Multiplexed genetic analysis using an expanded genetic alphabet

Abstract

Background: All states require some kind of testing for newborns, but the policies are far from standardized. In some states, newborn screening may include genetic tests for a wide range of targets, but the costs and complexities of the newer genetic tests inhibit expansion of newborn screening. We describe the development and technical evaluation of a multiplex platform that may foster increased newborn genetic screening.

Methods: MultiCode PLx involves three major steps: PCR, target-specific extension, and liquid chip decoding. Each step is performed in the same reaction vessel, and the test is completed in approximately 3 h. For site-specific labeling and room-temperature decoding, we use an additional base pair constructed from isoguanosine and isocytidine. We used the method to test for mutations within the cystic fibrosis transmembrane conductance regulator (CFTR) gene. The developed test was performed manually and by automated liquid handling. Initially, 225 samples with a range of genotypes were tested retrospectively with the method. A prospective study used samples from >400 newborns.

Results: In the retrospective study, 99.1% of samples were correctly genotyped with no incorrect calls made. In the perspective study, 95% of the samples were correctly genotyped for all targets, and there were no incorrect calls.

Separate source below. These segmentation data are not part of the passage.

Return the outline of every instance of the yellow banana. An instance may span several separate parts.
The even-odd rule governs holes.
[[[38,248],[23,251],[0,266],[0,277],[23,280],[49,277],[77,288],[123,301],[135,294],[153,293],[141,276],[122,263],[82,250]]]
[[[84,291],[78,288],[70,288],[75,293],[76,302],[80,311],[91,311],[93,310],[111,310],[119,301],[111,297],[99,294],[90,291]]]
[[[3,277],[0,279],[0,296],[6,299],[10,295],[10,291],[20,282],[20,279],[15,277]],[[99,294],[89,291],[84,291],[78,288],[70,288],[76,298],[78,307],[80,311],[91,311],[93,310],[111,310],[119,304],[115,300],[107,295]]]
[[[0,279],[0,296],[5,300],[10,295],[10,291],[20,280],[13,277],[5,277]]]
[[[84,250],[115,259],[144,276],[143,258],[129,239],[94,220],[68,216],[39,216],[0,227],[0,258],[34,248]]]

Conclusions: The unique genetic multiplexing platform was successfully able to test for 31 targets within the CFTR gene and provides accurate genotype assignments in a clinical setting.

Figure 1.

Molecular structure of diGTP-biotin used in the described method.

Figure 2.

Visual interface using the MultiCode analysis software developed for the CFTR mutation analysis test. The data are displayed in various forms: a scatter plot with raw MFI (top left); MFI fractions (top middle); an individual sample summary, which can include mutation determination and specific numerical MFI (top right); and graphical determinations for all samples and targets analyzed (bottom). WT, wild type.

Figure 3.

Schematic of MultiCode PLx platform format. (Step 1), target regions are amplified by PCR to produce amplicons with iC attached to their 5′ ends. (Step 2), tagged target-specific extenders are site-specifically labeled with diGTP-label when the correct amplicon is present. For this study, the label was biotin, and streptavidin-phycoerythrin was used for signaling purposes. (Step 3), the tags are captured on EraCode-modified Luminex microspheres. The captured reactions are analyzed with the Luminex¹⁰⁰ system.